The Harpers reviewed what they did and determined that the company had research activities qualifying for the credit. They amended their returns for 2008 and 2010. The credit amount was impressive:

         2008                    $437,632

         2010                    $388,325

The IRS reviewed the amended returns and denied the credit.

Off to Court they went. The first case was in California district court.

The IRS position was both straightforward and cynical:

The claim must set forth in detail each ground upon which a credit or refund is claimed and facts sufficient to apprise the Commissioner of the exact basis thereof.”

Let me rephrase the position: we (the IRS) decide when we have enough facts and in any event the facts you submit are not sufficient to apprise us of anything until we say that they are sufficient.

The district court agreed with the IRS.  The taxpayer was required to establish all facts and details for its refund claim. The IRS said that the taxpayer had not, and the Court said that was all it needed to know.

Wow. Let me think how can this standard can possibly be abused….

The Harpers appealed the case to the 9th Circuit Court of Appeals.

Their argument?

  • The IRS has the right to notice of a claim and its underlying facts so it can make an informed and appropriate determination. This is referred to as the “specificity” requirement.
  • The IRS can always ask one more question. This makes attaching ALL possible paperwork to a claim virtually impossible.
  • In practice, the IRS can review a claim with a taxpayer. One way is to audit the claim, of course. This act is considered a waiver of the specificity requirement.
  • Why would the IRS review a claim and thereby waive anything? Consider the alternative. Tax practitioners would attach so much documentation to the research tax credit that the IRS would have to lease additional storage to house it all.  It is in both parties’ mutual interest to go along and get along.

The Harpers argued that the IRS had waived the specificity requirement.

How did the IRS do this?

By auditing the claim.

The IRS spent four years auditing the amended returns. The Harpers provided over 100,000 pages of supporting documentation. At no point in time did the IRS tell the Harpers that they had not provided ENOUGH documentation.

I am trying to be fair, but I am distressed by the IRS behavior.

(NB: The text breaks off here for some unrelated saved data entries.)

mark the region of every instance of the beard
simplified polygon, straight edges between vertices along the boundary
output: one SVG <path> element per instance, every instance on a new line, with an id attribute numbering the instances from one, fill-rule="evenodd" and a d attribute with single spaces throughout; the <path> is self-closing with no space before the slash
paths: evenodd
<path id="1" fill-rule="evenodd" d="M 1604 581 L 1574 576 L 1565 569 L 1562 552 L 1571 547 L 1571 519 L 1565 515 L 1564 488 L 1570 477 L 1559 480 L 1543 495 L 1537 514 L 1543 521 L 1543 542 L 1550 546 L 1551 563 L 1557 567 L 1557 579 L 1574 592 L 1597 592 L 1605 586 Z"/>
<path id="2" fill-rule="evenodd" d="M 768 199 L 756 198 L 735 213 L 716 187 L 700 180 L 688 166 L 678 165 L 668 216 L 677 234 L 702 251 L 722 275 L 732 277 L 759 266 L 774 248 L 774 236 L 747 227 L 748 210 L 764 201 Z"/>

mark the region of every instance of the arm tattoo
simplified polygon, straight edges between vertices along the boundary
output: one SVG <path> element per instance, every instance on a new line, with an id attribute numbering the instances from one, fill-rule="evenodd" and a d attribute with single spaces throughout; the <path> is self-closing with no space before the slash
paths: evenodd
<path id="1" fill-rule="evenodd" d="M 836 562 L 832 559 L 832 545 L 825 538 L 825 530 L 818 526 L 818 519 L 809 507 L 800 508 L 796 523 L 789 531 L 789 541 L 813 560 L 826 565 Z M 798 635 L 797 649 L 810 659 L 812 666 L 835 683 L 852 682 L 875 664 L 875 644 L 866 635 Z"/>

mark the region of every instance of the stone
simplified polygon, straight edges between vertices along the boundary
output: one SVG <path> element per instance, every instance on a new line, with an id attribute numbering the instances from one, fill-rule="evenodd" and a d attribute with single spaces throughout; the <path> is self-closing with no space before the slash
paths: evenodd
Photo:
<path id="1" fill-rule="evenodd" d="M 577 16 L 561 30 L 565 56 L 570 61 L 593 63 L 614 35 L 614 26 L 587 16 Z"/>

It is common professional knowledge that the IRS can always ask for additional information. One can provide it and still get turned down, but the give and take allows the system – the IRS and tax practitioners - to function and not be overwhelmed.

Is that what happened here?

Nope.

The IRS did not go to Court arguing that it had reviewed 100,000 pages of supporting documentation and decided the Harpers did not qualify for the research credit.

The IRS argument was that the Harpers did not meet the specificity requirement – meaning the Harpers did not include enough paperwork.

The Appeals Court called out the IRS. It had waived the specificity requirement by auditing the amended returns.

The Appeals Court sent the case back to the district court. The case should never have been dismissed for the specificity requirement.

The Harpers may win or may lose, but they will have their day in court.

Our case this time for the home gamers was Harper v United States.